SQL WHERE statement where string can differ maximum one char but otherwise be equal

89 views Asked by At

I am trying to create a SQL WHERE statement to compare strings that its allowed that maximum one character is different but still must be same length. I have tried using substring search with LIKE command but it does not work well if the char that is different in the middle of the string etc. Strings that should match examples:

should match: "ABC123" and "ABC023" "ABC124" and "ABC125" etc

should not match

"ABC123" and "ACB132"

How can this be achieved with a SQL WHERE statement?

2

There are 2 answers

0
Thom A On

Assuming you are on on the latest version of SQL Server (2022 at time of writing), you could use GENERATE_SERIES to get a row for each character in your search string, and then use STUFF to replace each character in a position with a single character wildcard (_). Then you can use an LIKE inside an EXISTS:

DECLARE @YourString varchar(6) = 'ABC123';

SELECT YT.YourColumn
FROM dbo.YourTable YT
WHERE EXISTS(SELECT 1
             FROM GENERATE_SERIES(1,LEN(@YourString)) GS
             WHERE YT.YourColumn LIKE STUFF(@YourString,GS.value,1,'_'));

db<>fiddle

If you aren't in SQL Server 2022+ then you could use your own tally function to achieve the same result.

1
Isolated On

You can create a levenshtein distance function and then call that function in your WHERE clause.

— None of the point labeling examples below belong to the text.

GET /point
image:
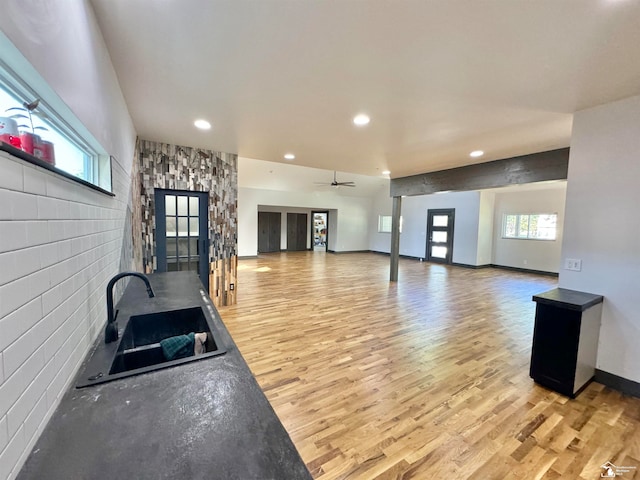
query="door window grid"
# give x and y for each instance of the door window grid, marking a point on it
(182, 232)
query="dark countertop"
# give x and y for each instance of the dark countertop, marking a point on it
(202, 420)
(569, 299)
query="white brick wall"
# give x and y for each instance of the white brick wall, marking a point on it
(60, 243)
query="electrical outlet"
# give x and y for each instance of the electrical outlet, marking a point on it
(574, 264)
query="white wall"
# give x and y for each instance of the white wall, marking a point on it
(349, 233)
(602, 226)
(414, 224)
(485, 228)
(60, 241)
(539, 255)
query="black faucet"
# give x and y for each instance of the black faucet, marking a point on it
(111, 330)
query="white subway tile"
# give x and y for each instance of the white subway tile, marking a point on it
(51, 299)
(7, 267)
(37, 232)
(23, 290)
(12, 177)
(20, 321)
(59, 272)
(64, 249)
(12, 453)
(34, 181)
(13, 235)
(63, 209)
(4, 435)
(56, 230)
(6, 198)
(27, 261)
(46, 208)
(24, 206)
(18, 413)
(17, 383)
(35, 417)
(48, 254)
(19, 351)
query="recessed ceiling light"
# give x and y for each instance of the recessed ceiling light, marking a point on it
(361, 119)
(202, 124)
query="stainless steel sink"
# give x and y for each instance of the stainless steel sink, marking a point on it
(139, 349)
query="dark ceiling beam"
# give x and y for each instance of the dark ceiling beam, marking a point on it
(536, 167)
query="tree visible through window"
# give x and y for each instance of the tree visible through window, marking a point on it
(539, 226)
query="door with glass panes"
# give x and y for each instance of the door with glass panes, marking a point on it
(440, 235)
(182, 241)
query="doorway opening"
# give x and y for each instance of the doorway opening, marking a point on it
(296, 232)
(182, 226)
(269, 232)
(440, 235)
(320, 231)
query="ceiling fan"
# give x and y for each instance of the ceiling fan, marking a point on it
(336, 183)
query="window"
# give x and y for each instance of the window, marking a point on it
(384, 223)
(42, 133)
(539, 226)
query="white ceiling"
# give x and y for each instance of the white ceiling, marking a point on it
(439, 78)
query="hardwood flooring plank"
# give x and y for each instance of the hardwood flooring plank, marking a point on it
(420, 379)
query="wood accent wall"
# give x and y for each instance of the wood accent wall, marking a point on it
(177, 167)
(223, 281)
(536, 167)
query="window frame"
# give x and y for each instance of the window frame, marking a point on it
(97, 164)
(518, 216)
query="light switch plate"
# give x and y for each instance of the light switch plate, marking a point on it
(573, 264)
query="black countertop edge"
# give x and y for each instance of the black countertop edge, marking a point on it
(568, 299)
(202, 420)
(22, 155)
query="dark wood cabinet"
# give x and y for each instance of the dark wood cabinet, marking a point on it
(565, 339)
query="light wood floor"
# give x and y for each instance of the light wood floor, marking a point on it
(427, 378)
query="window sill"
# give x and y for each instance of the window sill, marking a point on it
(532, 239)
(16, 152)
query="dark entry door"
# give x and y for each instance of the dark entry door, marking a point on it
(440, 235)
(182, 238)
(296, 231)
(268, 232)
(320, 231)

CREATE FUNCTION edit_distance(@s1 nvarchar(3999), @s2 nvarchar(3999))
RETURNS int
AS
BEGIN
 DECLARE @s1_len int, @s2_len int
 DECLARE @i int, @j int, @s1_char nchar, @c int, @c_temp int
 DECLARE @cv0 varbinary(8000), @cv1 varbinary(8000)

 SELECT
  @s1_len = LEN(@s1),
  @s2_len = LEN(@s2),
  @cv1 = 0x0000,
  @j = 1, @i = 1, @c = 0

 WHILE @j <= @s2_len
  SELECT @cv1 = @cv1 + CAST(@j AS binary(2)), @j = @j + 1

 WHILE @i <= @s1_len
 BEGIN
  SELECT
   @s1_char = SUBSTRING(@s1, @i, 1),
   @c = @i,
   @cv0 = CAST(@i AS binary(2)),
   @j = 1

  WHILE @j <= @s2_len
  BEGIN
   SET @c = @c + 1
   SET @c_temp = CAST(SUBSTRING(@cv1, @j+@j-1, 2) AS int) +
    CASE WHEN @s1_char = SUBSTRING(@s2, @j, 1) THEN 0 ELSE 1 END
   IF @c > @c_temp SET @c = @c_temp
   SET @c_temp = CAST(SUBSTRING(@cv1, @j+@j+1, 2) AS int)+1
   IF @c > @c_temp SET @c = @c_temp
   SELECT @cv0 = @cv0 + CAST(@c AS binary(2)), @j = @j + 1
 END

 SELECT @cv1 = @cv0, @i = @i + 1
 END

 RETURN @c
END
create table table1 (
  id integer, 
  string1 varchar(50), 
  string2 varchar(50)
  );
insert into table1 values 
(1, 'ABC123', 'ABC023'),
(2, 'ABC123', 'ABC12'),
(3, 'ABC124', 'ABC125'),
(4, 'ABC123', 'ABC132');
select *
  from table1
 where dbo.edit_distance(string1,string2) <= 1
   and len(string1) = len(string2)
id string1 string2
1 ABC123 ABC023
3 ABC124 ABC125

fiddle